Come si traduce in italiano "la loose" ?


----------



## Necsus

E che cos'è "la loose" in francese?


----------



## DearPrudence

E' un po difficile spiegare.
"la loose / la lose" viene da l'ingliese "lose".

Può significare:
*"la loose / la lose" = la malchance*
(vedere quì)
*
"de la loose / lose" = des perdants*
Essempio preso dal internet:
_"le PS, c'est le parti de la lose = des perdants"_

Non sono completamente soddisfatta ma senza contesto è difficile rispondere.


----------



## Gattafee

Il contesto non lo so neanch'io sinceramente. Due ragazze mi sono passate accanto e la prima deve aver raccontato qualcosa alla seconda, che ha risposto "La loose".


----------



## itka

Je n'aurais pas compris ce mot avant de te lire, DP !
Je suppose qu'il s'agit encore de langage "jeune" ? Ou bien j'ai manqué un épisode ?


----------



## DearPrudence

J'aurais espéré un peu plus de contexte en fait 
Oui, c'est un mot nouveau. Et la définition du dictionnaire de la zone ne me convient qu'à moitié, car la loose, c'est aussi plus que la malchance. Malheureusement, c'est un peu dur à expliquer (bon, en plus, sans plus de contexte, on va un peu dans le vide. En voilà ici sinon ).

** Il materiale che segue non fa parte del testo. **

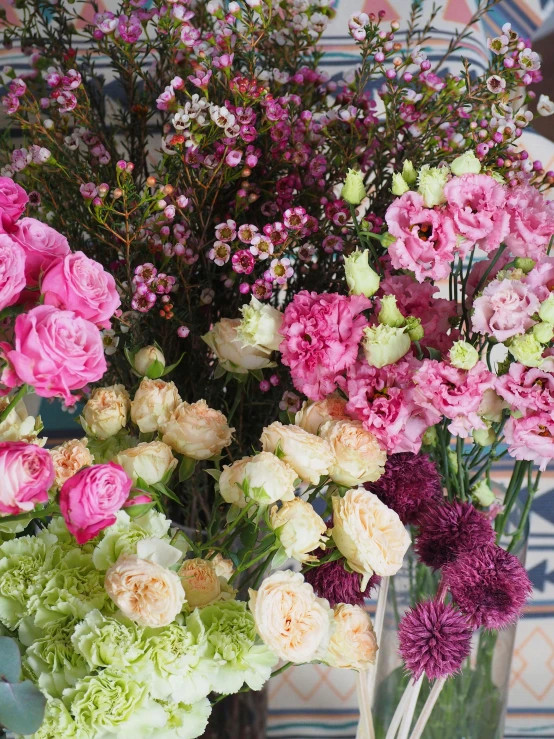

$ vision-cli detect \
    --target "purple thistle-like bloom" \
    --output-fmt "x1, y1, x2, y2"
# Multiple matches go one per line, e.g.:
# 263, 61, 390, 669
443, 544, 532, 629
365, 452, 443, 524
415, 502, 494, 570
398, 600, 472, 680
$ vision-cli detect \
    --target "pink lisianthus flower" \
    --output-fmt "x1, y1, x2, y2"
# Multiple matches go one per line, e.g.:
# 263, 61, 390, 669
0, 441, 54, 521
414, 359, 495, 436
505, 185, 554, 261
41, 251, 121, 328
495, 362, 554, 413
504, 411, 554, 472
337, 359, 438, 454
60, 462, 133, 544
385, 192, 456, 282
444, 174, 510, 253
279, 290, 371, 400
6, 305, 107, 405
379, 275, 459, 354
471, 280, 539, 341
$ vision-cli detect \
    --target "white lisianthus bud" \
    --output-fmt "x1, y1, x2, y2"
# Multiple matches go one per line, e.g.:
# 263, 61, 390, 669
344, 249, 381, 298
269, 498, 327, 562
377, 295, 406, 328
362, 324, 411, 368
417, 164, 450, 208
237, 296, 283, 354
133, 346, 165, 379
450, 151, 481, 177
391, 172, 410, 197
340, 169, 366, 205
448, 341, 479, 370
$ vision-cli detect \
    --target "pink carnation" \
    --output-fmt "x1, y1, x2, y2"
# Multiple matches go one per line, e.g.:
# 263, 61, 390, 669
7, 305, 106, 405
444, 174, 510, 253
0, 441, 54, 520
60, 462, 133, 544
414, 359, 494, 436
506, 185, 554, 260
504, 411, 554, 471
41, 251, 121, 328
10, 218, 70, 286
280, 290, 371, 400
385, 192, 456, 282
471, 280, 539, 341
495, 362, 554, 413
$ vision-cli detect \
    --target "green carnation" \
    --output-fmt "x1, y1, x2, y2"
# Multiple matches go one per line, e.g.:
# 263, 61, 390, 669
0, 533, 61, 630
72, 611, 144, 670
30, 549, 115, 627
62, 668, 167, 739
19, 619, 89, 698
187, 600, 277, 694
92, 510, 170, 570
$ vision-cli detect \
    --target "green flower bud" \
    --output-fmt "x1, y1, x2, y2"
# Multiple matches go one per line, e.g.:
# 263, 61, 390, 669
391, 172, 410, 195
402, 159, 417, 185
377, 295, 406, 328
448, 341, 479, 370
344, 249, 381, 298
340, 169, 366, 205
450, 151, 481, 177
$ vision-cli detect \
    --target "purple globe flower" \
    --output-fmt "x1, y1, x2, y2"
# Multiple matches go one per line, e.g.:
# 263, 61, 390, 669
365, 452, 443, 524
443, 544, 532, 629
398, 600, 472, 680
415, 502, 494, 570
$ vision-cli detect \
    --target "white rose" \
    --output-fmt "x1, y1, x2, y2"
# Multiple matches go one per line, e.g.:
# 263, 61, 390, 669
320, 421, 387, 487
331, 488, 410, 591
294, 395, 348, 435
202, 318, 273, 374
324, 603, 377, 670
237, 296, 283, 354
244, 452, 297, 505
269, 498, 327, 562
114, 441, 177, 485
162, 400, 234, 459
104, 554, 185, 628
261, 421, 335, 485
131, 377, 181, 434
82, 385, 130, 439
250, 570, 333, 664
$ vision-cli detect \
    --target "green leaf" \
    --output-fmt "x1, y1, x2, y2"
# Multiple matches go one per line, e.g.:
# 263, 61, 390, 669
0, 636, 21, 683
179, 457, 196, 482
0, 680, 46, 734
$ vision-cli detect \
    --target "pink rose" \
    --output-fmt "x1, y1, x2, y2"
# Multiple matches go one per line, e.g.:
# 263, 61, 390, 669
385, 192, 456, 282
0, 177, 29, 228
0, 234, 25, 310
444, 174, 510, 253
0, 441, 54, 520
471, 280, 539, 341
41, 251, 121, 328
506, 185, 554, 260
3, 305, 106, 405
60, 462, 133, 544
504, 412, 554, 472
10, 218, 70, 286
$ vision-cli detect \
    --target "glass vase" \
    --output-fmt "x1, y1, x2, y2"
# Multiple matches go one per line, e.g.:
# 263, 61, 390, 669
373, 498, 529, 739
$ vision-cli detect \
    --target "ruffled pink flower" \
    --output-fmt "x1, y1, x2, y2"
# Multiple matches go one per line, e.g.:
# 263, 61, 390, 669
495, 362, 554, 413
414, 359, 495, 436
379, 275, 459, 354
279, 290, 371, 400
505, 185, 554, 261
504, 411, 554, 471
471, 280, 539, 341
444, 174, 510, 253
385, 192, 456, 282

On peut aussi le trouver dans le contexte de chanteurs / vedettes ringards, et pour ces "losers", parfois, c'est vraiment la loose.


----------



## itka

Merci pour le lien ! Je comprends un peu mieux, mais je ne vois pas de traduction univoque. Il y a autant de mots que de situations !


----------



## Corsicum

Dans ces cas là tout est permis ! :
_La malchance, la guigne, la poisse, la scoumoune…=  __essere sfortunato ? = essere iellato ?_
http://www.larousse.fr/dictionnaires/francais-italien/malchance
http://www.larousse.fr/dictionnaires/francais-italien/guigne
http://www.larousse.fr/dictionnaires/francais-italien/poisse


----------